This section provides background information related to the present disclosure, which is not necessarily prior art.
Although systems exist for automated or self-driving vehicles, such systems can have difficulty with decision making in complicated or uncertain situations involving dynamic objects, such as other traffic participants, pedestrians, etc. For example, automated or self-driving vehicles can exhibit seemingly unnatural behavior in certain complicated or uncertain situations involving dynamic objects.

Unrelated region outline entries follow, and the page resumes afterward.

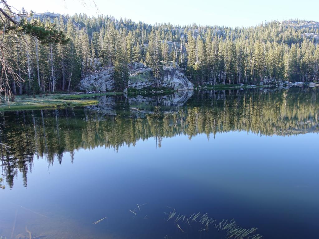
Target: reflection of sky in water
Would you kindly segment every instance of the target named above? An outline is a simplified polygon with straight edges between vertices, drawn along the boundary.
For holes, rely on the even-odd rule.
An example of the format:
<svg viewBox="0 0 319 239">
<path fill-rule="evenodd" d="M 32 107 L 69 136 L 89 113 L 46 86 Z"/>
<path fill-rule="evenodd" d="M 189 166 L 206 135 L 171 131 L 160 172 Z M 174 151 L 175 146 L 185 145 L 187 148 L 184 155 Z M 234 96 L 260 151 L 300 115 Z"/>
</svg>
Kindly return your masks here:
<svg viewBox="0 0 319 239">
<path fill-rule="evenodd" d="M 34 235 L 50 238 L 209 237 L 184 223 L 181 227 L 188 230 L 180 233 L 163 219 L 169 206 L 188 215 L 207 212 L 218 221 L 234 218 L 243 227 L 258 228 L 265 238 L 315 238 L 317 139 L 313 133 L 243 131 L 218 133 L 215 139 L 211 134 L 209 141 L 204 134 L 190 141 L 180 135 L 164 138 L 160 148 L 150 138 L 118 152 L 81 149 L 73 164 L 66 153 L 61 165 L 55 160 L 48 169 L 46 160 L 35 159 L 27 188 L 19 175 L 12 190 L 0 191 L 0 235 L 10 238 L 18 208 L 15 236 L 26 234 L 27 225 Z M 144 203 L 133 219 L 129 209 Z"/>
</svg>

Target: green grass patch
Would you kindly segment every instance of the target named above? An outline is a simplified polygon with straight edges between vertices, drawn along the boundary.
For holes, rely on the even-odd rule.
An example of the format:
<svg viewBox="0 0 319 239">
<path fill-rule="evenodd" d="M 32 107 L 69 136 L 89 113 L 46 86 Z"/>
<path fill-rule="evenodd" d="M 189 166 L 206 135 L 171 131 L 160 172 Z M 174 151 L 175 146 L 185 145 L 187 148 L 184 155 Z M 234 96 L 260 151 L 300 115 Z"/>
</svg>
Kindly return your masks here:
<svg viewBox="0 0 319 239">
<path fill-rule="evenodd" d="M 0 111 L 43 109 L 63 109 L 67 107 L 96 105 L 98 100 L 92 99 L 94 96 L 122 94 L 121 93 L 96 93 L 90 94 L 52 94 L 32 96 L 15 96 L 13 102 L 6 100 L 0 104 Z"/>
</svg>

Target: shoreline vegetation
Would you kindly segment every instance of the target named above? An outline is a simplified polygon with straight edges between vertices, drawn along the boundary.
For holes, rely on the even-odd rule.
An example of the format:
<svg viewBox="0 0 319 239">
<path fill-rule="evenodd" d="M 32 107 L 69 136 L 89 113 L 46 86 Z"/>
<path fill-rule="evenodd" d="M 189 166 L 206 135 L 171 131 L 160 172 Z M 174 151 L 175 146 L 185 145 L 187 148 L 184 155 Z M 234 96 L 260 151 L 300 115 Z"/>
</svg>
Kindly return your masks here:
<svg viewBox="0 0 319 239">
<path fill-rule="evenodd" d="M 303 86 L 308 84 L 307 83 L 300 83 L 299 84 L 291 83 L 285 85 Z M 317 86 L 317 85 L 316 84 L 315 85 Z M 234 89 L 276 88 L 278 86 L 278 85 L 255 85 L 243 84 L 224 85 L 220 84 L 215 85 L 214 86 L 207 85 L 204 87 L 196 87 L 194 88 L 194 90 L 195 91 L 201 90 L 226 90 Z M 178 92 L 178 91 L 167 88 L 150 88 L 147 90 L 140 90 L 129 88 L 128 90 L 127 94 L 129 95 L 141 95 L 145 96 L 158 94 L 168 95 L 173 94 L 174 92 Z M 14 110 L 64 109 L 76 106 L 92 105 L 96 105 L 99 103 L 98 100 L 92 98 L 95 97 L 121 95 L 126 93 L 126 92 L 76 92 L 68 93 L 47 94 L 45 95 L 40 94 L 33 95 L 12 96 L 6 97 L 5 100 L 3 101 L 3 103 L 0 104 L 0 112 Z"/>
</svg>

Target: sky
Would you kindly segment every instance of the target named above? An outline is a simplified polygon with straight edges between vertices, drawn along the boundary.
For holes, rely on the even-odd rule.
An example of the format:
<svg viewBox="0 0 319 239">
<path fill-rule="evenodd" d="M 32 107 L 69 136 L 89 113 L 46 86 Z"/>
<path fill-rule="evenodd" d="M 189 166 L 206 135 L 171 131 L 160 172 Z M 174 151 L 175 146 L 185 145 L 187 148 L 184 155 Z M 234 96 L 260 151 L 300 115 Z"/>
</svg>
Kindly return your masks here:
<svg viewBox="0 0 319 239">
<path fill-rule="evenodd" d="M 17 9 L 40 13 L 97 15 L 93 0 L 7 0 Z M 249 26 L 272 20 L 319 21 L 319 0 L 94 0 L 100 14 L 147 24 Z M 83 6 L 84 1 L 86 6 Z"/>
</svg>

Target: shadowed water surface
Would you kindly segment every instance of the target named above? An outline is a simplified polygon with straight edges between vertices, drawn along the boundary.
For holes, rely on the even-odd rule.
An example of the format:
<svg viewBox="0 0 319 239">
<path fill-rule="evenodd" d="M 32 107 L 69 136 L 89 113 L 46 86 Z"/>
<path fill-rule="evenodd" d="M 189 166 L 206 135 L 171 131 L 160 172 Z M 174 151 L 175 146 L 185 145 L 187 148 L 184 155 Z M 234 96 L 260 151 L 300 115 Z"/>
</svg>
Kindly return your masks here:
<svg viewBox="0 0 319 239">
<path fill-rule="evenodd" d="M 316 88 L 3 112 L 0 236 L 224 238 L 234 219 L 244 238 L 317 238 Z"/>
</svg>

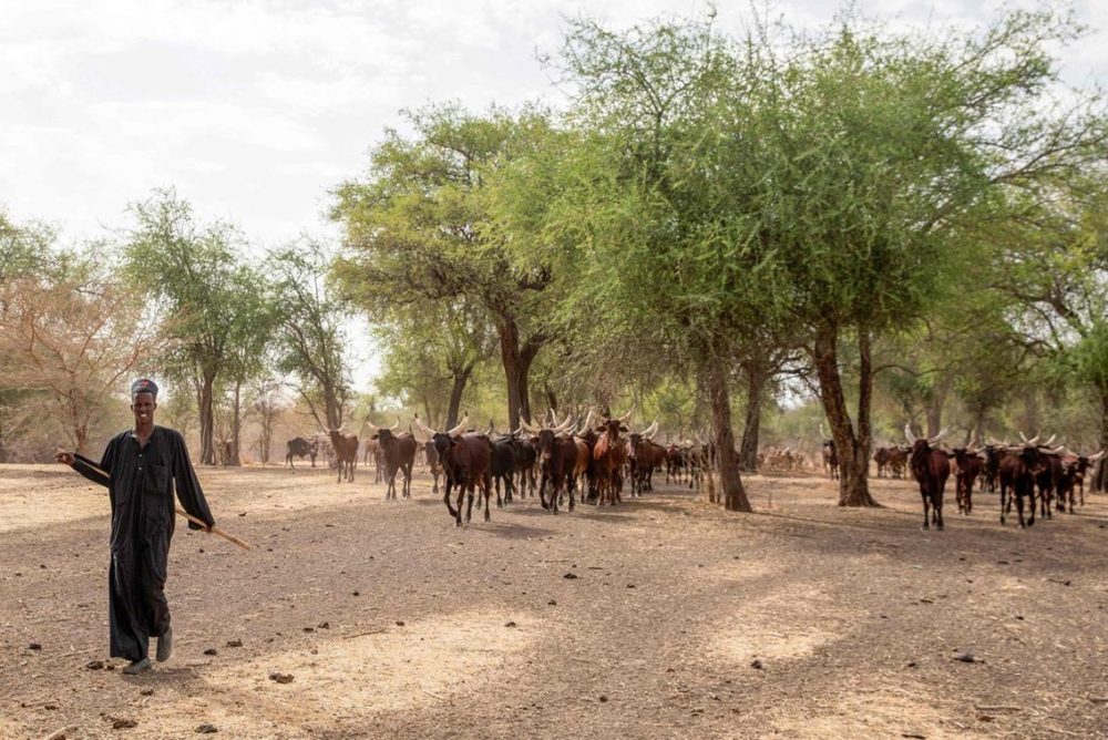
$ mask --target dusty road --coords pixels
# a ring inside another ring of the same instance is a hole
[[[256,548],[178,521],[174,657],[131,678],[106,497],[0,466],[0,738],[1108,737],[1106,496],[1020,532],[978,495],[925,533],[906,482],[844,511],[756,476],[753,515],[660,486],[455,530],[425,477],[199,475]]]

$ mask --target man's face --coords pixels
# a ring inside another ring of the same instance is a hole
[[[140,424],[148,424],[154,421],[154,409],[157,408],[157,403],[154,402],[153,393],[135,393],[134,400],[131,402],[131,411],[135,414],[135,422]]]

Further, conventional planning for an automated or self-driving vehicle generally includes a route planner and a trajectory planner. The route planner determines a global route plan to a destination and the trajectory planner generates an optimal vehicle path for a short time period, such as several seconds, for following the global route plan. Direct optimization of a vehicle trajectory based on a global route plan with consideration for situational awareness (or naturality) over even a few seconds of trajectory can be difficult to perform due to multiple uncertain factors, such as a surrounding vehicle accelerating rapidly, a pedestrian moving into the vehicle's path, etc. For example, when an obstacle or an uncertain environment is introduced, the traditional trajectory planner may attempt to construct an alternative short-term path. In particularly complicated driving areas with high uncertainty and dynamic objects, however, the trajectory planner may need to frequently and iteratively construct alternative paths and, in such case, the motion planning may become intractable and/or time consuming. Furthermore, purely planning a short term path may lead to collisions since it does not consider uncertainty in the intentions of dynamic obstacles and also does not plan to take actions that disambiguate uncertainty, such as honking to attract the attention of a pedestrian crossing over without looking.